Franc Archive | “Because today, breaking news isn’t broken by journalists, it’s broken by us.”

Author: Melis Dumlu

Franc Archive’s work doesn’t just question media, it exists inside it. Emerging from street art and evolving into immersive installations, his practice reflects a world oversaturated with information but starved for meaning. In a time when news is constant yet clarity is elusive, his installations echo the anxiety of living in the age of the spectacle.

Breaking the News 2024, Pixel Perceptions – Noorderlicht Exhibition (Photo by Hanne van der Velde )


Flashing headlines. AI-generated videos. Glitching social feeds. In this work, Franc Archive builds a room where information becomes noise and truth dissolves into aesthetics. Referencing Guy Debord’s Society of the Spectacle, the piece shows how media doesn’t just report reality, it replaces it. What we live is not life, but its image.


This piece revisits a 1924 BBC broadcast, where a duet between a cellist and a nightingale captivated listeners. Decades later, the bird was revealed to be a human imitator. But at the time, it didn’t matter. The illusion was beautiful. Franc Archive connects this moment to our current media environment one defined not by truth, but by believability.

By mimicking the polished aesthetics of mainstream media, Franc Archive reveals how credibility often depends more on style than substance. His work draws from Jean Baudrillard’s concept of simulacra, asking not “Is this real?” but “Who decides what’s real?”

Franc Archive doesn’t offer answers. He offers space to question. In an era of deepfakes, algorithmic manipulation, and aestheticised misinformation, his art invites us to resist passive engagement. To not just consume media, but to confront it.

Because today, breaking news isn’t broken by journalists, it’s broken by us.

Bibliography

  1. Debord, Guy. The Society of the Spectacle. Translated by Donald Nicholson-Smith, Zone Books, 1994.
    • Original French publication: La Société du Spectacle (1967).
    • A critical theory classic exploring how media and representation have overtaken direct experience in capitalist societies.
  2. Baudrillard, Jean. Simulacra and Simulation. Translated by Sheila Faria Glaser, University of Michigan Press, 1994.
    • Explores how representations (simulacra) replace reality in postmodern societies, leading to a collapse of meaning.
  3. Lightman, Alan.
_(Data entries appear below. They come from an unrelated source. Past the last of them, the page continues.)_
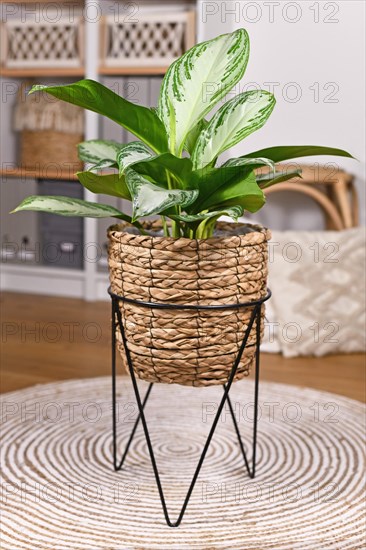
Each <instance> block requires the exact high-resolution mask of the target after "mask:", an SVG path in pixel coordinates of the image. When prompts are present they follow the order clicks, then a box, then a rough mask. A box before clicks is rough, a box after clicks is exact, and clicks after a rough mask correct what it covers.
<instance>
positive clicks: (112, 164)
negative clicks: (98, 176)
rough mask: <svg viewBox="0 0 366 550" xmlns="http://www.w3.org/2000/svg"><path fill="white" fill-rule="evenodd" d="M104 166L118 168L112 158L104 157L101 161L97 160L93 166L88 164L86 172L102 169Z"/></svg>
mask: <svg viewBox="0 0 366 550" xmlns="http://www.w3.org/2000/svg"><path fill="white" fill-rule="evenodd" d="M105 168H117V169H118V164H117V163H116V162H114V161H113V160H110V159H104V160H101V161H99V162H97V164H94V165H93V166H90V168H88V172H98V170H104V169H105Z"/></svg>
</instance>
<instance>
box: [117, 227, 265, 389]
mask: <svg viewBox="0 0 366 550" xmlns="http://www.w3.org/2000/svg"><path fill="white" fill-rule="evenodd" d="M144 225H145V228H146V229H147V230H152V231H156V230H158V229H159V228H160V224H159V223H158V222H146V223H145V224H144ZM239 226H244V224H226V223H219V224H218V228H219V229H220V230H224V231H231V230H232V229H233V228H238V227H239ZM126 227H127V226H126V225H125V224H120V225H114V226H112V227H110V228H109V231H108V237H109V271H110V280H111V289H112V292H114V293H115V294H119V295H121V296H125V297H126V298H131V299H134V300H140V301H148V302H156V303H174V304H177V305H178V304H180V305H188V304H190V305H220V304H221V305H223V304H237V303H243V302H249V301H252V300H257V299H259V298H262V297H264V296H265V295H266V282H267V259H268V252H267V241H268V239H269V238H270V232H269V231H268V230H267V229H265V228H263V227H260V226H254V225H252V226H246V227H247V228H250V232H249V233H246V234H242V235H233V236H230V237H215V238H210V239H187V238H178V239H173V238H171V237H153V236H150V235H140V234H133V233H132V232H127V231H126V230H125V229H126ZM129 231H131V230H129ZM120 308H121V312H122V319H123V323H124V325H123V326H124V329H125V332H126V338H127V345H128V349H129V351H130V353H131V358H132V363H133V367H134V370H135V372H136V374H137V376H138V377H139V378H141V379H143V380H147V381H149V382H165V383H177V384H183V385H187V386H188V385H189V386H210V385H214V384H224V383H226V382H227V379H228V376H229V374H230V370H231V369H232V367H233V364H234V361H235V359H236V356H237V353H238V351H239V348H240V345H241V342H242V340H243V336H244V333H245V330H246V328H247V324H248V322H249V319H250V315H251V312H252V309H247V308H245V309H244V308H242V309H225V310H182V309H179V310H174V309H156V308H147V307H142V306H138V305H134V304H130V303H126V302H120ZM263 318H264V306H262V324H261V332H262V333H263ZM117 342H118V347H119V351H120V354H121V357H122V360H123V362H124V364H125V366H126V365H127V361H126V358H125V351H124V347H123V344H122V338H121V334H120V333H119V330H117ZM255 343H256V325H255V323H254V326H253V328H252V330H251V333H250V335H249V339H248V342H247V346H246V348H245V351H244V353H243V356H242V359H241V362H240V364H239V367H238V370H237V373H236V376H235V380H239V379H241V378H243V377H244V376H247V375H248V374H249V371H250V367H251V364H252V362H253V359H254V356H255Z"/></svg>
Einstein’s Dreams. Vintage, 1993.
    • A fictional meditation on the nature of time, exploring multiple realities through dreamlike vignettes.
  4. The BBC and the Nightingale Broadcast (Historical Note).
    • Referenced in multiple retrospectives including:
      • BBC Archive: “Beatrice Harrison and the Nightingale,” BBC Online.
      • Mundy, Simon. Nightingale Nights: A Musician’s Reflections on Life and Love. (for poetic recounting).
  5. Wardle, Claire and Derakhshan, Hossein. Information Disorder: Toward an Interdisciplinary Framework for Research and Policy Making. Council of Europe, 2017.
    • Discusses disinformation, misinformation, and malinformation in digital media environments.
  6. Keen, Andrew. The Internet Is Not the Answer. Atlantic Monthly Press, 2015.
    • A critique of digital culture and the effects of tech platforms on truth and power.